Gerçi Güvenlik Konseyi Karabağ'ın Azerbaycan'ın toprakları içinde olduğunu teyit etti, ancak o da konunun sahibi olarak görülen Minsk Grubu'nun raporlarını dinleyip barışçı çözüm tavsiyesi vermekten öteye bir şey de yapamadı. Tabii bunda ihtilafın devamında çıkar gören ve sadece Rus askerlerinden ibaret barış gücü gönderilmesinde ısrar eden Rusya Federasyonu yanında ABD ve diğer Batılılar da Azerbaycan'ın yolunu kesmekte işbirliği yaptılar. Bilindiği gibi o yıllar bakan yardımcısı Talbott'un sonradan değiştirdiği "önce Rusya" politikası devridir. Bir süre ABD delegesi olan Büyükelçi Jack Maresca'nın Amerikan senatörlerince baskı altında tutulduğunu, şikayetlere hedef olduğunu biliyorum.
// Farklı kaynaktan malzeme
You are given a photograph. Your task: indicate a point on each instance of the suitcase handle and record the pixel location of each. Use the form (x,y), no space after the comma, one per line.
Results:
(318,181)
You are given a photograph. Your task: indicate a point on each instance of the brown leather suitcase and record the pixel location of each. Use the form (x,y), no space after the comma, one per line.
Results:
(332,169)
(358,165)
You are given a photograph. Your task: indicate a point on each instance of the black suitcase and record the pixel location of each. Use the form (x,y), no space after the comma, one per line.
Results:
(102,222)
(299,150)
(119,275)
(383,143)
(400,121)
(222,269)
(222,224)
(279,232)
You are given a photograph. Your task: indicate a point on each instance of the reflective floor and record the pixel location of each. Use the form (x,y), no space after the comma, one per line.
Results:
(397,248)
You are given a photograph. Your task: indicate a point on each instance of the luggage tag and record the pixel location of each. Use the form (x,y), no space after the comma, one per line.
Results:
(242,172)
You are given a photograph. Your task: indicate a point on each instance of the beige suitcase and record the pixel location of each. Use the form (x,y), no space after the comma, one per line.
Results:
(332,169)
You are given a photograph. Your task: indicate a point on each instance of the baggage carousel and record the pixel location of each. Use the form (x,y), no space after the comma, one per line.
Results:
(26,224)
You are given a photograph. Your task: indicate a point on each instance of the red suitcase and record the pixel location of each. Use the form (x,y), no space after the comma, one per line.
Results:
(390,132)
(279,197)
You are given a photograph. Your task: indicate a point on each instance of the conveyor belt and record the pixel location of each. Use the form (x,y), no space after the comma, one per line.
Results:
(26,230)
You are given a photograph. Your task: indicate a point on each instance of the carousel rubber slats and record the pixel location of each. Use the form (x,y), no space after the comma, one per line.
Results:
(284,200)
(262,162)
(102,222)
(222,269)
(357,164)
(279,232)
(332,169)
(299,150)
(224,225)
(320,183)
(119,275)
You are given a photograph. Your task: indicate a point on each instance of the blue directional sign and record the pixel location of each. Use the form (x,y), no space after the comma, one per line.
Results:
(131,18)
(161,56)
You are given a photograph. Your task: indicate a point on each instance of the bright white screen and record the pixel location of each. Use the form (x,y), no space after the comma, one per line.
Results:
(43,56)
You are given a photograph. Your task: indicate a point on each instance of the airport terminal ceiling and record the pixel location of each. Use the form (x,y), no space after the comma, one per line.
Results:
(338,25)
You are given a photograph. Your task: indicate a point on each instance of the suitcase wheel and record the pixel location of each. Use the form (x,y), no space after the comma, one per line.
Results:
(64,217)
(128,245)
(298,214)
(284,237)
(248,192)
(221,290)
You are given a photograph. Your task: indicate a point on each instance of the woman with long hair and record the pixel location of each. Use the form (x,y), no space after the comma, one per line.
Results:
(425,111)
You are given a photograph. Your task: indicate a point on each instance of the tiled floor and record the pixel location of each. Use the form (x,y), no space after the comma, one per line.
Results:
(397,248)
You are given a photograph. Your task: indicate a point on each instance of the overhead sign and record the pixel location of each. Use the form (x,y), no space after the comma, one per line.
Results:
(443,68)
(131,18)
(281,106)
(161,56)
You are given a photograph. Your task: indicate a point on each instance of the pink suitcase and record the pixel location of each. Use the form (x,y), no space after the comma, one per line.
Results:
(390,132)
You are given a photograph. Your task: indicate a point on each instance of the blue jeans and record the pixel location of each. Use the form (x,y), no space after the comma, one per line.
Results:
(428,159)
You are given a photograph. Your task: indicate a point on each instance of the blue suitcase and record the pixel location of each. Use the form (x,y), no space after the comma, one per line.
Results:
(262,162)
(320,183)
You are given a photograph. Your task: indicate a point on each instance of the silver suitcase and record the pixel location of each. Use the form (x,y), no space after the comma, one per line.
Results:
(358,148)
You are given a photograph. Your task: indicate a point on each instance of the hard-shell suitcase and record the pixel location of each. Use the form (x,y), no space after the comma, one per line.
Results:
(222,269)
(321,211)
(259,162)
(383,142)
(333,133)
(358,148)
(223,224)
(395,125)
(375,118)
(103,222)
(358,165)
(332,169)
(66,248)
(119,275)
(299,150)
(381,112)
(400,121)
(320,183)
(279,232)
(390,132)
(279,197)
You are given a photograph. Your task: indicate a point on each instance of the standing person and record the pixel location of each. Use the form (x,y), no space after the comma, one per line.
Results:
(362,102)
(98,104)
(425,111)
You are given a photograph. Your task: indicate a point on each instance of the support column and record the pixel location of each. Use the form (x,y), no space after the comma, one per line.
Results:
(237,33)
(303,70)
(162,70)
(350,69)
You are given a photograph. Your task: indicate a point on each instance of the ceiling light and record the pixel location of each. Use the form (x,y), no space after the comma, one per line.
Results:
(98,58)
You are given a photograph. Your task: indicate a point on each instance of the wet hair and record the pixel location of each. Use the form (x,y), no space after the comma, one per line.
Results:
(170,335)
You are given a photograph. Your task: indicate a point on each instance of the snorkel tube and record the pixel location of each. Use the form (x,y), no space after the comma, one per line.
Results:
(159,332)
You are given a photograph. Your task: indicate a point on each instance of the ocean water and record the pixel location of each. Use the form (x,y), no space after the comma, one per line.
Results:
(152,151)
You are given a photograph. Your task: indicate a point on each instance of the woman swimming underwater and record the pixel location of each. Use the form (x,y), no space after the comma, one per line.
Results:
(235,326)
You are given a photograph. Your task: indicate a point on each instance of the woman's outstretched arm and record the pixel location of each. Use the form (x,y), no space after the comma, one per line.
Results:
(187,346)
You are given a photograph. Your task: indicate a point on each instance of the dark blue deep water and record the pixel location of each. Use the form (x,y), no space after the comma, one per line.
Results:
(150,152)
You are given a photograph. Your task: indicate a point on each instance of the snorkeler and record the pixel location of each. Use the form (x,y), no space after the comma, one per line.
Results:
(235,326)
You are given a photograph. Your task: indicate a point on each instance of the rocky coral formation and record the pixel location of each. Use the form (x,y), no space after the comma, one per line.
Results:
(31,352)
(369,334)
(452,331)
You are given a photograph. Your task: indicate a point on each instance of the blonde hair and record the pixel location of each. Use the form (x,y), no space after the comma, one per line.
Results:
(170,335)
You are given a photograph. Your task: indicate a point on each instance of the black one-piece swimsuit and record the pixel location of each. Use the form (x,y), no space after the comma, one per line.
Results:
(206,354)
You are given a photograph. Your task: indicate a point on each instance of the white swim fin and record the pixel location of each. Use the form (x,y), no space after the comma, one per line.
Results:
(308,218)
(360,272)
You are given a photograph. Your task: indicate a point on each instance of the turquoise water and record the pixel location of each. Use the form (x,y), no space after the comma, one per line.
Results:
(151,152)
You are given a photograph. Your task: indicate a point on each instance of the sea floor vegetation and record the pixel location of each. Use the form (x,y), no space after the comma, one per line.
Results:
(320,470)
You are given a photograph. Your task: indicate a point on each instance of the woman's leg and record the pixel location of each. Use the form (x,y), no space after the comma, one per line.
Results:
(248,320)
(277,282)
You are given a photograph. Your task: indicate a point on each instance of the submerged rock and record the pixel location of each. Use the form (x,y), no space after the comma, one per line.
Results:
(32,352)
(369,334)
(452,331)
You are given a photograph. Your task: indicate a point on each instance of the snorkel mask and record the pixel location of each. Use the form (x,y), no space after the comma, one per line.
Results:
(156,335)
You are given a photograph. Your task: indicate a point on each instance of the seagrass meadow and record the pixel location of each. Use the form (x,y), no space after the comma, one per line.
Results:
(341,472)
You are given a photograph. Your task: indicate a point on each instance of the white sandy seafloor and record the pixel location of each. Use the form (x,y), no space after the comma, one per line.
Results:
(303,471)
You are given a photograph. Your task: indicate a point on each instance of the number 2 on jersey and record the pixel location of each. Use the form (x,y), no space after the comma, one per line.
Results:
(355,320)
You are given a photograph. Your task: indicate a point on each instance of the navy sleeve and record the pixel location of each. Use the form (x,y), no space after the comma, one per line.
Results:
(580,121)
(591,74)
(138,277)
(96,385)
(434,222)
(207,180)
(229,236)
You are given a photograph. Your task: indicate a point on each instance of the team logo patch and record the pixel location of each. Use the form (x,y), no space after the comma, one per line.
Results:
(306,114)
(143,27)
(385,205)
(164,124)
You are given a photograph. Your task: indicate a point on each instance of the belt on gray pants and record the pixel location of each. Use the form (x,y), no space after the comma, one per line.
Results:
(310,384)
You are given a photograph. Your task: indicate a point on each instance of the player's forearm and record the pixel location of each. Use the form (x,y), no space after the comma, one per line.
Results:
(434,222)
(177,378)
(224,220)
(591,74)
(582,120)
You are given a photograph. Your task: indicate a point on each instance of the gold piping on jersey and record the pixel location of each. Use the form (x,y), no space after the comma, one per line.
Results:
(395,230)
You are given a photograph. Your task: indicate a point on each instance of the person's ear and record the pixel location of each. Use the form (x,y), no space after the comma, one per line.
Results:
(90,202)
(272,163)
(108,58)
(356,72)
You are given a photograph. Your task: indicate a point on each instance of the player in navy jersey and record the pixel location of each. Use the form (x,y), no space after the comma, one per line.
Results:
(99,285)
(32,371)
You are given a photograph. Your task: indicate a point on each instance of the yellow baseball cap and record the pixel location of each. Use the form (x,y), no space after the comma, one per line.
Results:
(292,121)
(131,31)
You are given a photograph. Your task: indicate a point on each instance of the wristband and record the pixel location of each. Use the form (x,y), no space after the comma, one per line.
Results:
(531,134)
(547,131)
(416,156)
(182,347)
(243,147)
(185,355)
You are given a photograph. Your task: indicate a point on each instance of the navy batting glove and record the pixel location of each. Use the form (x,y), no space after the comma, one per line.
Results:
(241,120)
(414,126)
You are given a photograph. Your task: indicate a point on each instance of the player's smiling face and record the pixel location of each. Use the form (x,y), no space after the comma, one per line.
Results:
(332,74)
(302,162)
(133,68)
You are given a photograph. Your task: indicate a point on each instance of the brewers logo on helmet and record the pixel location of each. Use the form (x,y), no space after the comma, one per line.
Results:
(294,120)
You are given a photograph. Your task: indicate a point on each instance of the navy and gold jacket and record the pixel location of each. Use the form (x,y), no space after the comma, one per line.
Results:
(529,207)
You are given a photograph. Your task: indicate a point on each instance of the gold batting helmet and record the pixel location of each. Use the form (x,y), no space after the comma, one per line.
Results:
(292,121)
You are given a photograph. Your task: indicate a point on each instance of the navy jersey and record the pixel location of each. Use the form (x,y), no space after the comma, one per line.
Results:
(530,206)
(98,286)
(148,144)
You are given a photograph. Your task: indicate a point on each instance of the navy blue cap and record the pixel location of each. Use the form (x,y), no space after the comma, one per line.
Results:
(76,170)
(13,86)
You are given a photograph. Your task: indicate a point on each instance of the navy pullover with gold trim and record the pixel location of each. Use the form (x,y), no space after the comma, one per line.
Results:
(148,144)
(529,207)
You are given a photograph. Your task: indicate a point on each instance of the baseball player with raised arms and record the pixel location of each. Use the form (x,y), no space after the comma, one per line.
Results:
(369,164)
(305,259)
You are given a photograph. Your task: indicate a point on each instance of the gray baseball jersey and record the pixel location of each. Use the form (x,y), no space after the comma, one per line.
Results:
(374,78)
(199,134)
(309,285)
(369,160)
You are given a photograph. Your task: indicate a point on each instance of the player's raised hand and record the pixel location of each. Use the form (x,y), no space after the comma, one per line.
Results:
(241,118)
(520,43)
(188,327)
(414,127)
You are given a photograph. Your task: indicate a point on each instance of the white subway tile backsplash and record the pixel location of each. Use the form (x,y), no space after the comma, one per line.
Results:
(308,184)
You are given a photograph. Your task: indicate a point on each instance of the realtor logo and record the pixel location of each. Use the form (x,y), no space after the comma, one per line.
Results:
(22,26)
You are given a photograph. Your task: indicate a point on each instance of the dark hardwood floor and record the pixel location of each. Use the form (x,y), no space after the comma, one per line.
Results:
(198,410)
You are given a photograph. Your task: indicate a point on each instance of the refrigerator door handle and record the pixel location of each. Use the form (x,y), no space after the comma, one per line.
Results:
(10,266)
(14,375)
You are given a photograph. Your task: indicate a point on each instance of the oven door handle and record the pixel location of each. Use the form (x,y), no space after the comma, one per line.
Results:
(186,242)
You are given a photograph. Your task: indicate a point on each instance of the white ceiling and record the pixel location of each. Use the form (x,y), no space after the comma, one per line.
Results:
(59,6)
Azerbaycan-Ermenistan ihtilafını hayalci bir tasarımla 15 gün sürmesi tahmin edilen uluslararası konferansa bir anlaşma, en azından ortak öneriler getirmesi görevi verilen Minsk Grubu da böylece kurulmuş oldu. Grubun ilk başkanlıkları ihtilafta özel çıkarları olmayan Finlandiya, sonra da İsveç'e verildi. Her iki ülke de bu işle en yetenekli diplomatlarını görevlendirdiler. Zaman zaman kabul edemeyeceğimiz teklifler getirmiş olsalar da ciddiyetle ve sabırla çalıştılar. Türkiye de aynı şeyi yaptı, Azerilere yardımcı oldu. Burada ayrıntılara girme olanağımız yok, ben sonraki toplantıların küçük bir bölümüne katıldım. Değerli meslektaşım Candan Azer'in "Babadan Oğula Güney Kafkasya" başlıklı kitabında bir hayli ayrıntı var. Büyükelçi Ömer Ersun da makaleler yazdı. Burada Grubun başarısızlığının nedenlerine kısaca değinmekle yetineyim. Karabağ Ermenileri küçük bir anlaşma ihtimalinin belirmesi halinde bile Ermenistan'ın her türlü desteğiyle yeni bir saldırıya geçerek işgallerini genişlettiler. Birleşmiş Milletler istatistiklerine göre 900.000'den fazla Karabağlı ve mücavir bölgelerdeki Azerbaycanlı sürüldü.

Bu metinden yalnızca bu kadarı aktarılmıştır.